The effects of underwater explosions are two-fold:

(1) The expanding bubble of a contact underwater explosion has walls that move out at a speed faster than the speed of sound in water, so that it expands in all directions, REGARDLESS OF ANY VENTING, because the force on one side of the explosion knows nothing about the things going on at the other side of the explosion. When the force has expended itself, the bubble collapses and then re-expands if in an open symmetrical situation. However, next to the ship, the bubble portion that moved toward the hull has torn it open and otherwise disrupted it. On top of this, if there was an air-filled void next to the outer hull, the collapse of the bubble on that side will not occur, so that the collapsing roughly-hemispherical bubble wall on the opposite side *away from the ship* will meet no opposition when it reaches the center of the explosion and forms a "shaped water jet" (exactly like the jet of a HEAT tank-killing projectile, but here made of slower, much more massive water in a somewhat less focussed jet) that blasts into the hull at right-angles to the hull right through the hole opened up by the original bubble expansion. This second WHAM! now hits the next bulkhead in line, which is usually water/oil backed, reinforcing it, but will still tear it open. Now the jet must accelerate a large volume of inert liquid that was in the filled void, which dissipates and dilutes at least some of its energy when it hits the next bulkhead on the far side of the liquid layer (there may be two or more such liquid-filled middle layers back-to-back, as in IOWA and SOUTH DAKOTA in their original design), which in most ships in the primary "torpedo bulkhead" and is usually much thicker in an attempt to stand up to this blast (there should always be at least one air-filled void inboard of the inner-most torpedo bulkhead to allow it to stretch backward without damaging internal equipment and to prevent leaks, assuming it works and is not itself torn open--BISMARCK failed to have this innermost air-filled void, which is another bad design feature). In no case will any kind of venting have any positive effect on the original damage done, though it may reduce some secondary damage to bulkheads/decks at the top of the anti-torpedo system as the system is squeezed by the torpedo explosion.
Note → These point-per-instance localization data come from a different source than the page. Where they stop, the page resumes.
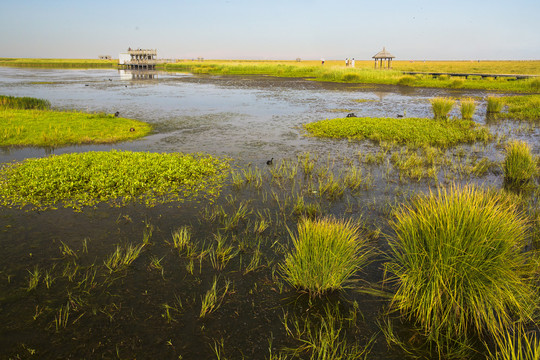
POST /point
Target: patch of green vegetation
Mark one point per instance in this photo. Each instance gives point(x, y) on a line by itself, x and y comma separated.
point(411, 131)
point(461, 266)
point(326, 255)
point(58, 63)
point(60, 128)
point(117, 177)
point(525, 107)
(2) Another major problem is the high speed of the original bubble expansion, which creates a powerful shock wave in the water around the explosion and carries quite a way (it can be heard hundreds of miles away!), with intense concussive effects on nearby objects (even if a fish did not have a swim bladder, its body may be reduced to jelly by a nearby high explosive detonation). This is the primary purpose of the outermost void in most anti-torpedo systems, which will "decouple" a shock wave in water and, though it might leak afterwards, reduce the damage to the ship from a non-contact (usually a mine in this case) underwater detonation. ONLY IF THE EXPLOSION IS SO WEAK THAT THE ORIGINAL BUBBLE FORMED CANNOT REACH THE FAR (INNER) SIDE OF THE AIR-FILLED OUTER VOID WILL THE EXISTANCE OF SUCH A VOID IN A CONTACT UNDERWATER (TORPEDO OR MINE) EXPLOSION BE OF ANY USE IN WEAKENING THE EXPLOSIONS EFFECTS ON THE SHIP, BECAUSE IF THE BUBBLE REACHES IT, IT WILL *ALWAYS* BE DESTROYED BY THE BUBBLE'S BLAST (NO METAL WALL IS STRONG ENOUGH, EVEN IF BACKED UP BY A LIQUID LAYER BEHIND IT) AND THE FOLLOWING WATER JET WILL HAVE ONE LESS OBSTACLE TO BLAST THROUGH TO REACH THE SHIP'S "VITALS." Also, the shock effects that move through the ship due to the hit and cause wide-spread damage throughout the ship are in no way lessened by any venting--venting occurs well after the primary damage is all over due to the rather slow motion of air and liquid compared to the explosive's high-speed blast effects and the compressed, focussed water jet.